The Seventh Sunday of Easter First Reading: Acts 1:15-17, 20a, 20c-26 Responsorial: Psalm 103:1-2, 11-12, 19-20 Second Reading: 1 John 4:11-16 Gospel: John 17:11b-19
Today, we continue our Easter season reading of the Acts of the Apostles. This passage brings us back to the beginning as Peter and the others pray and draw lots in order to replace Judas, and reconstitute the Twelve. The passage is sometimes entitled “the election of Matthias,” but this is something of a misnomer. This event is directed by the Lord from start to finish. First, it has been foretold in Scripture and forms part of God’s plan. Second, the fledgling community chooses the candidates after seeking guidance in prayer. Finally, they leave the decision itself to the drawing of lots. In the Old Testament tradition, making a decision by drawing lots meant leaving the decision to God. Although here, when they pray before casting the lots and address the “Lord, who knows the hearts of all,” it appears that they are addressing Jesus as Lord. In the Acts, the Risen Jesus who reigns in heaven does all that the Lord God does in the Old Testament.

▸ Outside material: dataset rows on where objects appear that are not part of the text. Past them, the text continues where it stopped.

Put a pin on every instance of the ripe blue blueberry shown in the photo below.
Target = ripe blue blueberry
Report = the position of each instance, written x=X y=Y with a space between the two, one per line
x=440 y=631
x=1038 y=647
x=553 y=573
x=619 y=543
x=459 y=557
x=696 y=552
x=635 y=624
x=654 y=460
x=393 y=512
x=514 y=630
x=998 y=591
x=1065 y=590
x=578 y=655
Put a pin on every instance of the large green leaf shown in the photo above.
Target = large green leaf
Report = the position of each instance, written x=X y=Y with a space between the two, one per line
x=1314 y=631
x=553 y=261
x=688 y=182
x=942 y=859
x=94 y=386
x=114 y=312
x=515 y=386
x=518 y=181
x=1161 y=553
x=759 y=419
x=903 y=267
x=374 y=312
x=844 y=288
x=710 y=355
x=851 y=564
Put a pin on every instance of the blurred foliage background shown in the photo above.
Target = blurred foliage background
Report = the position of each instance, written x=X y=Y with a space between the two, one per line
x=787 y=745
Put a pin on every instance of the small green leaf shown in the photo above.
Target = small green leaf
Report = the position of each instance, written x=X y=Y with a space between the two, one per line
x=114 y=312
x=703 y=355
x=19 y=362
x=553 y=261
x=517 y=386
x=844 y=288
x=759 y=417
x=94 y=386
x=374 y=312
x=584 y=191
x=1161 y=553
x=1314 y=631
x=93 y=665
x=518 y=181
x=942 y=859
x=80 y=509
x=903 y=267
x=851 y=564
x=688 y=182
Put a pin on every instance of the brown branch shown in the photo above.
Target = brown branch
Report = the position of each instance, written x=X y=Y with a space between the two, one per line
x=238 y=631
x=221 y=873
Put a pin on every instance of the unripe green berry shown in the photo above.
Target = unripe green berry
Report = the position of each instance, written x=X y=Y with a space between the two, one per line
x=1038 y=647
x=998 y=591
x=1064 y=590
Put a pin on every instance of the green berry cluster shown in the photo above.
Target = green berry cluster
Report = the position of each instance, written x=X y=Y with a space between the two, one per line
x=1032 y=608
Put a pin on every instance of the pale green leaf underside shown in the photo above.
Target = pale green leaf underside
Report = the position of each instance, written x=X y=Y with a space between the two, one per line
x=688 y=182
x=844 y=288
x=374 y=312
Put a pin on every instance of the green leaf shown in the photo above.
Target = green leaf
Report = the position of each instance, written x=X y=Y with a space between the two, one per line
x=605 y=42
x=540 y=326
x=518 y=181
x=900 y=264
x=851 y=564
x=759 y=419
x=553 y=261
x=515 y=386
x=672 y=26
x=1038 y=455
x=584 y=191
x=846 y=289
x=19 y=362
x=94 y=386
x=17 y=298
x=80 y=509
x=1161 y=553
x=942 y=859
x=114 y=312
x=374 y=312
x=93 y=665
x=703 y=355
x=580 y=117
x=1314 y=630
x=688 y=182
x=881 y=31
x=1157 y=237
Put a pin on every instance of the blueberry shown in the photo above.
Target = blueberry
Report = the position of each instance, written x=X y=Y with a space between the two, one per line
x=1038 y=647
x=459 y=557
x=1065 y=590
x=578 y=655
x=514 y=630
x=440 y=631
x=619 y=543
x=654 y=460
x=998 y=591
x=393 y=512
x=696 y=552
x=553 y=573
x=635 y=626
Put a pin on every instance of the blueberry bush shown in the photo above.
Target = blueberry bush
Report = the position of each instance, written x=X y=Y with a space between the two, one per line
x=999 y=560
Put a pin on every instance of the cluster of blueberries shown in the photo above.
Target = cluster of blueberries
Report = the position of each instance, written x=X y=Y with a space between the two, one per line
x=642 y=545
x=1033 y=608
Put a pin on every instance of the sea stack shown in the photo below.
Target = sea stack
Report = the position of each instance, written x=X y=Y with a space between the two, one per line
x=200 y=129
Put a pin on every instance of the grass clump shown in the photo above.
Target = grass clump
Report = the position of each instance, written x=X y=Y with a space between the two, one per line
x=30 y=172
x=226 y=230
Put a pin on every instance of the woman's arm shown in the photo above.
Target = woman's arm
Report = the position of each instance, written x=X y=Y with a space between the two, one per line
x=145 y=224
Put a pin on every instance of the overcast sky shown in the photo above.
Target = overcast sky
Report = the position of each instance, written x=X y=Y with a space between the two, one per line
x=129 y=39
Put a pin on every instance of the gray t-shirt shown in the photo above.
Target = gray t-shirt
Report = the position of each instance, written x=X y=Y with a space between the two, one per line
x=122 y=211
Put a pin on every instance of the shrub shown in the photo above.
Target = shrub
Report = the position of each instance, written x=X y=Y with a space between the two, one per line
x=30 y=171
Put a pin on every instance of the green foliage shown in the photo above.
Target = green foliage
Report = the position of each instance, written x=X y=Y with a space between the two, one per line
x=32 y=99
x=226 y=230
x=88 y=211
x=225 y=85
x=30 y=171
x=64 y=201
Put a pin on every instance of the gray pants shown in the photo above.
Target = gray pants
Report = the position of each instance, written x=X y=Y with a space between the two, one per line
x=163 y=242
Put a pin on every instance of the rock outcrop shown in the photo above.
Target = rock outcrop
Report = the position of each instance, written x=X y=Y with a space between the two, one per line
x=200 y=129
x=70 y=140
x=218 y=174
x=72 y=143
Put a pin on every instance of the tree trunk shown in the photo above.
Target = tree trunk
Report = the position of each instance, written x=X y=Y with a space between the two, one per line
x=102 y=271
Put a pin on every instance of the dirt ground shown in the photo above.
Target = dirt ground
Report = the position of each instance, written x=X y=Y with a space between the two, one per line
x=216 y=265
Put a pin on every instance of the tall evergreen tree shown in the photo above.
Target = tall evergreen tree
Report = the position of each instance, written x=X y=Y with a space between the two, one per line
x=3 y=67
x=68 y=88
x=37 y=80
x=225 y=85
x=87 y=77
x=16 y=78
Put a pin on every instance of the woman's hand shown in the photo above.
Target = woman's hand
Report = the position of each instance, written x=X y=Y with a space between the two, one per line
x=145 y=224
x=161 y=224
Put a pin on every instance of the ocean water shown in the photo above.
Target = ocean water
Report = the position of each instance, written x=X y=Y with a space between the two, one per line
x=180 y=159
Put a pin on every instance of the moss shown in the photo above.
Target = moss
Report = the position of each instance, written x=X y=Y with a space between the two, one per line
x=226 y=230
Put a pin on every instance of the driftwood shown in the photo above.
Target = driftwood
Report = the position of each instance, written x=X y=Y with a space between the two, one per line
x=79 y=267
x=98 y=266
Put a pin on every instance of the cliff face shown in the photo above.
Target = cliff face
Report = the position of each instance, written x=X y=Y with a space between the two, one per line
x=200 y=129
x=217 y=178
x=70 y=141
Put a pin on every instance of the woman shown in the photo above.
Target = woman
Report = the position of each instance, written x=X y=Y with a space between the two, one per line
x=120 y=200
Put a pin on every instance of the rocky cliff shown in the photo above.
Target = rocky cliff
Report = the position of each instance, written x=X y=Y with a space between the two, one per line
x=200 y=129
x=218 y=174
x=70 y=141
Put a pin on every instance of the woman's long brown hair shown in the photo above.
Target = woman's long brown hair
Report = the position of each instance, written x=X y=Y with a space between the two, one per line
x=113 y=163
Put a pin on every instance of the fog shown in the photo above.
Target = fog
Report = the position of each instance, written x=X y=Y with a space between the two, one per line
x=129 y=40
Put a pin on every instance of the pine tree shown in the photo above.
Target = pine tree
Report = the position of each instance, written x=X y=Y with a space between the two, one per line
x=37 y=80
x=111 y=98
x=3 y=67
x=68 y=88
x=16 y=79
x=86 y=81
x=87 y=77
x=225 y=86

In this case, the Risen Lord Jesus is paving the way for the preaching of the Gospel to Jerusalem and the world. In Luke’s Gospel, Jesus prayed for Peter at the Supper that his faith would not fail and that once he has turned back from the predicted betrayal, he would strengthen his brothers. Jesus’ prophecy is now fulfilled as Peter does just that. The choosing of Matthias restores the Twelve and enables the first stage of witness to Jesus: the mission to Jerusalem and the Jewish world. This unique establishment of the Twelve will not be repeated and this literal group of Twelve ceased to exist after this first stage of the Christian community. Nevertheless, their restoration is one of the first steps in creating a lasting body, the Church, guided by the Spirit and charged with the mission of witness to Christ.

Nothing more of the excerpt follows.